Lacey nods even though he can’t see her. “I mean, of course you are.”
“Of course I am?” That surprises him, she can tell.
“I mean, yeah,” Lacey says, leaning back and making herself comfortable, settling in. “Did you actually think you’d be able to announce your retirement from the only thing you’ve done in your entire adult life and not feel any kind of way about it?”
“Uh.” Jimmy clears his throat one more time. “That was the hope, basically.”
“Wow,” Lacey says calmly. “That’s the stupidest fucking thing I’ve ever heard.”
That makes him laugh, only then it turns into something else halfway out, a weird coughing sound. “My heart is racing right now,” he admits quietly, sounding sincerely embarrassed about it. “It’s been racing all morning. Ever since the statement went out, I just—I feel like I can’t even breathe.”
“Oh, buddy.” Just like that, Lacey isn’t really mad anymore. She knows she should be, probably—should make him apologize and grovel and prostrate himself before her. But she doesn’t actually want to do that, she realizes. Mostly she’s just glad he called. “Have you ever had a panic attack before?”
“No,” Jimmy says immediately, then: “I don’t know. Maybe. Is that what this is?”
“Sounds like it.”
“Lucky me.”
“Lucky you,” Lacey agrees, “because I’m going to talk you through it.”
“You are?”
“I am.”
“This happen to you a lot?”
“Not nearly as much as it used to,” she says truthfully. “Now listen.”
She does the trick of making him name the things he can see and hear and smell all around him. She does the trick of making him do math problems in his head. She does the trick of telling him the entire plot of all three Fifty Shades movies, which to his credit Toby once did for her when she was in a bad way following a stupid online feud with a big-name YouTuber and sure her career was well and truly finished. She makes him go outside and breathe in the fresh September air. “How you feeling?” she finally asks.
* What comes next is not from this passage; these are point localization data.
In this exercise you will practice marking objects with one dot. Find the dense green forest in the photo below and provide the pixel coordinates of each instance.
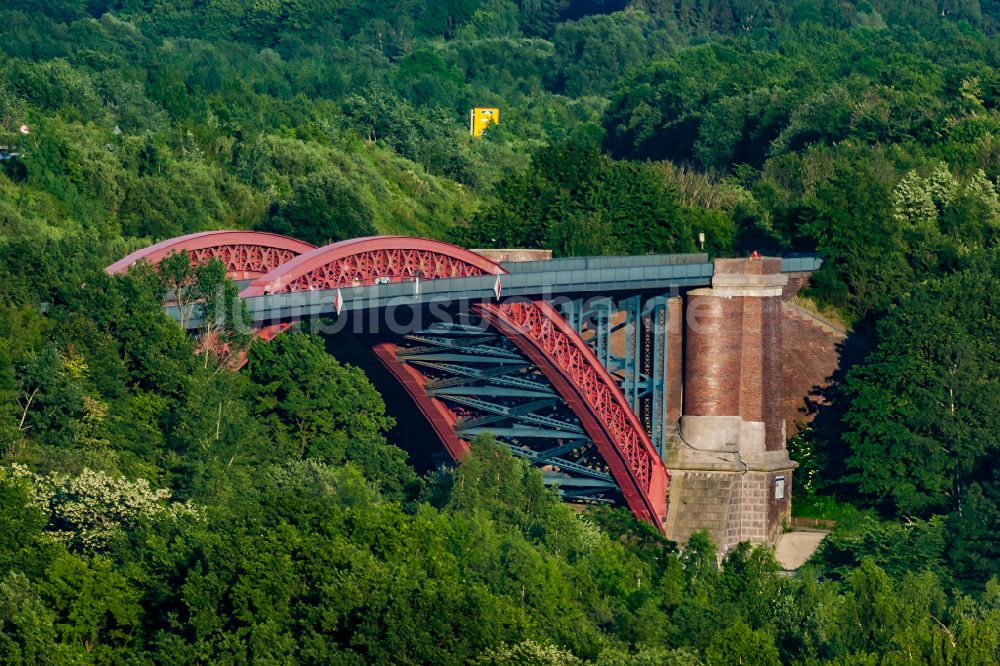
(158, 507)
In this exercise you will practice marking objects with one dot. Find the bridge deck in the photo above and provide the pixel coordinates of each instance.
(571, 275)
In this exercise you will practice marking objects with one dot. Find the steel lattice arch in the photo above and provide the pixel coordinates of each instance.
(513, 368)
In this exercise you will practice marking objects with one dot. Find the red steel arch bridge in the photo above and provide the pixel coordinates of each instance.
(576, 365)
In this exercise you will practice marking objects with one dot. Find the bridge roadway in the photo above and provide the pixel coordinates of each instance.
(592, 276)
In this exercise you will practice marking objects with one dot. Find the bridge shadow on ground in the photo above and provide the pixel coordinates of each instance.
(412, 432)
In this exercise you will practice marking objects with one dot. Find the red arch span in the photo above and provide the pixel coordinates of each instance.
(534, 326)
(246, 254)
(363, 260)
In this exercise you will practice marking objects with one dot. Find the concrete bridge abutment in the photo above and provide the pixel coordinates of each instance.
(730, 470)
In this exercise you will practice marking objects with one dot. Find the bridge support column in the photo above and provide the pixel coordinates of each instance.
(731, 473)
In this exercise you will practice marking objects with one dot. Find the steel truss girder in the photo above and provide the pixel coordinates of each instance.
(514, 411)
(641, 370)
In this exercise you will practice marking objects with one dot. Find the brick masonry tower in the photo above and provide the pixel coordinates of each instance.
(730, 471)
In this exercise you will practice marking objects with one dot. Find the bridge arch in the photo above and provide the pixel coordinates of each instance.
(365, 260)
(533, 326)
(246, 254)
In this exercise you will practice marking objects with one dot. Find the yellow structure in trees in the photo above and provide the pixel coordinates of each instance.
(482, 117)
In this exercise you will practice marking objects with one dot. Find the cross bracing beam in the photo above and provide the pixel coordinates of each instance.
(463, 374)
(567, 481)
(522, 412)
(521, 432)
(498, 375)
(564, 465)
(492, 391)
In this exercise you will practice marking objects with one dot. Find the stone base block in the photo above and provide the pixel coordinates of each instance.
(733, 506)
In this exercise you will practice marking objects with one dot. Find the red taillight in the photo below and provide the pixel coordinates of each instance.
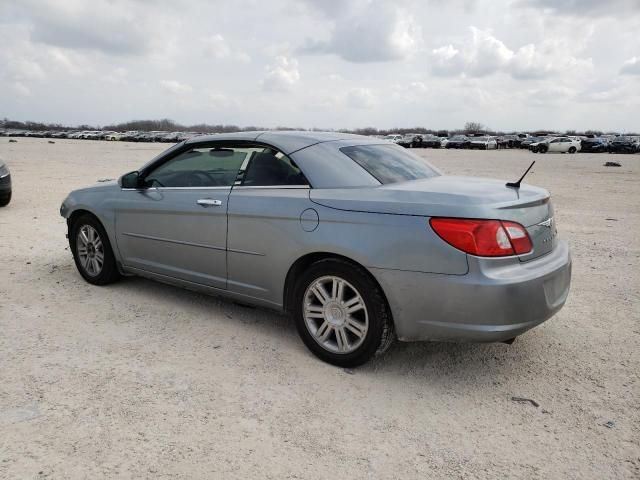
(485, 238)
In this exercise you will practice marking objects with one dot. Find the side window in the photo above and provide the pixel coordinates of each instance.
(271, 168)
(201, 166)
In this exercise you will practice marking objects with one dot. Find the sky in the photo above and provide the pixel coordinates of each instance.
(508, 64)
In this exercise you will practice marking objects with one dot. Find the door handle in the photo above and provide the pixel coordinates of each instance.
(209, 202)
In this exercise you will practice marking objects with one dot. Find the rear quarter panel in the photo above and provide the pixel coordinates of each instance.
(266, 236)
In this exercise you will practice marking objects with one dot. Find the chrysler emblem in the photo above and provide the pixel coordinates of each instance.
(547, 223)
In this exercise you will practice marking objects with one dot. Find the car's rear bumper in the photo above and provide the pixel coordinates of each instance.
(496, 300)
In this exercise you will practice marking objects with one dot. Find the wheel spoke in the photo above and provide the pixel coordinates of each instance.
(342, 340)
(354, 304)
(356, 327)
(87, 264)
(340, 293)
(320, 293)
(83, 236)
(323, 332)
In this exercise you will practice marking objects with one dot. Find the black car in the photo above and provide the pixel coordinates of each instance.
(411, 140)
(459, 141)
(5, 185)
(593, 145)
(624, 145)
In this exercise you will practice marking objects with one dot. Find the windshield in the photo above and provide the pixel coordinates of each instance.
(390, 163)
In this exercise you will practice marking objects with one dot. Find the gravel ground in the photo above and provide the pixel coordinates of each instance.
(140, 379)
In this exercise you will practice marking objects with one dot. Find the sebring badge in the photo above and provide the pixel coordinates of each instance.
(547, 223)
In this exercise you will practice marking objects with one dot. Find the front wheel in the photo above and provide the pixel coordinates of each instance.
(92, 251)
(341, 313)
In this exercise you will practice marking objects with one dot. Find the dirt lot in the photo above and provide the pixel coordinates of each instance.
(140, 379)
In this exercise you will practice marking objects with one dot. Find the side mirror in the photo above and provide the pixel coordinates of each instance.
(130, 180)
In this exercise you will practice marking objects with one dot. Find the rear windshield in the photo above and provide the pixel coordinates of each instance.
(390, 163)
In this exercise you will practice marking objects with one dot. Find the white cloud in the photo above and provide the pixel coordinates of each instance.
(631, 66)
(21, 69)
(217, 47)
(375, 31)
(176, 87)
(126, 59)
(282, 75)
(360, 98)
(585, 7)
(483, 54)
(219, 100)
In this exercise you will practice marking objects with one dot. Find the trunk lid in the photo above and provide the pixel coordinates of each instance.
(452, 196)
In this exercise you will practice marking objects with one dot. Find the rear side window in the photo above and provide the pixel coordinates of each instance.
(389, 163)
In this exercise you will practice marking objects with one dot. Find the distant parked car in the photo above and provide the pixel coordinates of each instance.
(5, 185)
(526, 142)
(431, 141)
(624, 145)
(395, 138)
(59, 134)
(556, 145)
(112, 136)
(411, 140)
(458, 141)
(594, 145)
(483, 143)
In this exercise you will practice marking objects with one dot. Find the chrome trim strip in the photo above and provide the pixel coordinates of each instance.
(179, 242)
(234, 250)
(177, 188)
(280, 187)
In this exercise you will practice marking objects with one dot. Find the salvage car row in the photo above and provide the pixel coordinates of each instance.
(537, 144)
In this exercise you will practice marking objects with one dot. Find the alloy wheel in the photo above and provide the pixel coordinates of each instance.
(335, 314)
(90, 250)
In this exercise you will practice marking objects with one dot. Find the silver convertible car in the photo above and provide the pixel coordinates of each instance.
(358, 239)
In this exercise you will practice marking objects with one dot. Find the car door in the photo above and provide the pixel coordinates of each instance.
(176, 226)
(269, 214)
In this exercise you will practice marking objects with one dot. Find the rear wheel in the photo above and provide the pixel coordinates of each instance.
(5, 199)
(92, 251)
(341, 313)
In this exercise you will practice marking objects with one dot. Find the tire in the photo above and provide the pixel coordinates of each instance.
(330, 319)
(5, 199)
(87, 260)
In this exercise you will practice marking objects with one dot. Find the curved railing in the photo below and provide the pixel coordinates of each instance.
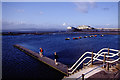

Jimmy seems to consider that. “Better,” he concedes. “Less like I need somebody to scrape me off the ceiling, at least.”
“Well,” Lacey says, “that’s progress.”
“Yeah.” They’re quiet for a moment—not quite the comfortable silences of their earlier conversations, maybe, but not heavy and awkward and terrible, either. “You’re talking,” he notes. “You picked up, I mean. You’re in between runs now?”
“Finished altogether, actually,” she tells him. “At least until Europe.”
Jimmy lets out a low whistle. “Well, damn,” he says. “Congratulations, superstar. That’s some impressive work.”
Lacey grins dopily, grateful he can’t see her blushing at the compliment. “Thank you,” she says primly. “What about you?”
“Oh, I’ve got, like, fourteen concerts lined up in Japan,” he says immediately. “They can’t get enough of me in Yokohama.”